There is a quietness that exists here that I do not get in Saigon. 

I hear constantly the small hum of a quiet suburbia, a town riddled with stillness and quietness and not much else. Existing in this white town, limited to only the reaches of Extended Campus, is like walking in a skin that is not your own. It is watching your body move and breathe and laugh, and you are away, at a distance, only peering into your life, existing somewhere else entirely. It is a haze that does not feel either true or false, as if America feels only as a pause and you can resume your life whenever summer comes. 

Existing away from your language and culture means a desperation of finding pieces of it anywhere you can. When a Vietnamese waiter talks to only you in Karma, when you walk past small snippets of Vietnamese conversations at H-Mart, when the nail salon women treat you as if close family and invite you over for canh—these are the moments where I forget I am surrounded by unfamiliarity, when this town becomes less foreign, and where I finally feel at home. When you are three thousand miles away from everything, you have to pick up pieces of family wherever you can.

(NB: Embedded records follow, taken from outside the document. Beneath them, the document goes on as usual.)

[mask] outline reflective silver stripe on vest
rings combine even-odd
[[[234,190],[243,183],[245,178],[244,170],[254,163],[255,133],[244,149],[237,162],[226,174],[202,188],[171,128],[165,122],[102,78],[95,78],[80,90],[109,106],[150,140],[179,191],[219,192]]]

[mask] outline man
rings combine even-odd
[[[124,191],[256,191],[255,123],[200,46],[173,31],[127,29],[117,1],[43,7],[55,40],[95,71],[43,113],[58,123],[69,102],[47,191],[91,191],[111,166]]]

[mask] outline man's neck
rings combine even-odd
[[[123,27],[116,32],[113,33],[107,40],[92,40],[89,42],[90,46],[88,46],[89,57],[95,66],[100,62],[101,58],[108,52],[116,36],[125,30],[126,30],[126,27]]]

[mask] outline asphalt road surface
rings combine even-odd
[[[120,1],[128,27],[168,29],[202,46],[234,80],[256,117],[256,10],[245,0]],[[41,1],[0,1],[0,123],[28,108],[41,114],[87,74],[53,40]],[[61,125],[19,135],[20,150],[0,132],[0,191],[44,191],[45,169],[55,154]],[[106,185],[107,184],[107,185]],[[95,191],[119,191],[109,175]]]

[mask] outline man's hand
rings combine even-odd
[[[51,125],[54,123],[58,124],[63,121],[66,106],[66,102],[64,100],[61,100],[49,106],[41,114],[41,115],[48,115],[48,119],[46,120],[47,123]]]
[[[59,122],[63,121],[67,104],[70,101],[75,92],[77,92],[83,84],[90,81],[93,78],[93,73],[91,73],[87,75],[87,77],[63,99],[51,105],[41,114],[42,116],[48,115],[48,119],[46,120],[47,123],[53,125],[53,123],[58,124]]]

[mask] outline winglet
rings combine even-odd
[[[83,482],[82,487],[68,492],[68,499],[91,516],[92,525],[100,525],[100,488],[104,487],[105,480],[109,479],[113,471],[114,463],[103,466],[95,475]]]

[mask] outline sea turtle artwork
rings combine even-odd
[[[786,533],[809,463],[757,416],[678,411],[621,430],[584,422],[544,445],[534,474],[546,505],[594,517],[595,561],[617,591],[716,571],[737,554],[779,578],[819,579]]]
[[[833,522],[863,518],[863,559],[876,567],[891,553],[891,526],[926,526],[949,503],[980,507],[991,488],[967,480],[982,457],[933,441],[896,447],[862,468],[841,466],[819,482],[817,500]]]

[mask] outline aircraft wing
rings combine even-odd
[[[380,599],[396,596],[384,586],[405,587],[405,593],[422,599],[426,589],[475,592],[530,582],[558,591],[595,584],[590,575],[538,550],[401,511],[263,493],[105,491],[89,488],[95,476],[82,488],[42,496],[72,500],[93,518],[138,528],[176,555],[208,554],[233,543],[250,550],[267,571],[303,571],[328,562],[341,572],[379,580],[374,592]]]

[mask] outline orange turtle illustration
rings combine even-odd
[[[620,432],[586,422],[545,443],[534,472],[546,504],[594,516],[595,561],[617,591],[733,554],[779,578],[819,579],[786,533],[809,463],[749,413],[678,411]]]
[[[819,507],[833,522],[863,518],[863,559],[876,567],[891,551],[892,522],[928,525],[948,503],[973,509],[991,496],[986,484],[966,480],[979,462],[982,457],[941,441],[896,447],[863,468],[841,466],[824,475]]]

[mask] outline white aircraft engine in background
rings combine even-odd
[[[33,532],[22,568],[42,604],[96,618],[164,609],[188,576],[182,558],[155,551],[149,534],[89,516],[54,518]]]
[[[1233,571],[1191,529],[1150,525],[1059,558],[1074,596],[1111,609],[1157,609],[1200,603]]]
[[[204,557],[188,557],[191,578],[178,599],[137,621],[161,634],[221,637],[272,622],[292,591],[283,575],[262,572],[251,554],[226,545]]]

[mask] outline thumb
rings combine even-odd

Concord Academy is diverse, or it claims itself to be. I have never felt like a minority or person of color until I came to CA. Asians make up a good percentage of the population, but we are often grouped into the umbrella of simply Asian, when our cultures are vast and in between and often extremely different. We cannot be clustered to be one in the same and call it diversity. Our experience is extraordinarily different from those of Asian Americans, even if CA likes to act like it is not. You cannot accept one Vietnamese, or one Thai, or one Indonesian a year to fill an unspoken quota and check a list and call it diversity. We are not a commodity that is only here to add to a list of countries to flaunt this school’s global and diversified student population. I am only speculating, but I cannot help wondering why a white, private, prep school in Massachusetts would go through all the trouble of having us here. When international students make up ten percent of the population, it feels as though our needs are often grouped together with other local borders. When a CA-arranged trip to the airport costs an upward of a hundred dollars, when we are forced to scramble to find places to stay for Thanksgiving, when we are not offered financial aid despite every other boarding school being able to afford it, and when Lunar New Year is brushed off and forgotten, I cannot help but wonder why we are here. Like Lisa Liu ’22 said in her chapel, “CA demands the most from its (mostly Asian) international students but supports them the least.”

For now, I have found solace in the little things. Like teaching my friends Tien Len, and listening to V-Pop, and ordering take-out, and enjoying the quiet of this town. I am grateful for Concord for everything, and I am more grateful for the family I have made here. Pick up pieces of culture, wherever you go.